ULTRA-VIS is an augmented reality system that overlays graphics on the landscape through a low-power, holographic see-through display.

The scientists at the Defense Advanced Research Projects Agency aren’t secretive, they’ll tell you — they’re just busy. But on Wednesday afternoon, DARPA put its work on pause and opened up to the press for a precious two hours. The agency that brought you the internet and GPS erected white tents inside the Pentagon courtyard and staged 112 simultaneous demonstrations as harried journalists rushed around trying to suck up as much information as possible before our handlers nudged us out.

In one tent, a smiling gentleman in a jaunty hat shook my hand with his prosthetic arm, its soft plastic fingers closing around my palm. That was the DEKA arm system, the ultra-dexterous mind-controlled prosthetic that was just approved by the Food and Drug Administration earlier this month. Its wearer, Fred Downs, the former director of the Department of Veterans Affairs Prosthetic and Sensory Aids Service, has tried almost every prosthetic on the market and says this one is the best.
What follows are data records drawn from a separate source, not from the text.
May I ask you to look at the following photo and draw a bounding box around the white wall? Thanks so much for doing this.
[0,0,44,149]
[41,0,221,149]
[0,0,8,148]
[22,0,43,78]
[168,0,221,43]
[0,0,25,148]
DARPA hopes to have it mass produced for soldiers who come back as amputees.


DARPA’s strategy is to invest its $2.8 billion budget in ideas that are high-risk, high-reward, and wide-ranging. Considering this is the agency that brought us Siri and the self-driving car, it should be no surprise to see projects all over the spectrum. The projects on display tackled language translation for face-to-face conversation, anonymous internet browsing, car-hacking, biometric passwords, big data, and more. There was an “unhackable” quadrocopter. There were educational games that teach kids fractions while teaching DARPA how to refine training techniques for soldiers. There was an augmented-reality helmet with a see-through screen over one eye, showing the wearer which route to follow by superimposing it on the landscape.


Fred Downs, former national director of the prosthetics division at Department of Veterans Affairs, demonstrates the DARPA-funded DEKA arm system.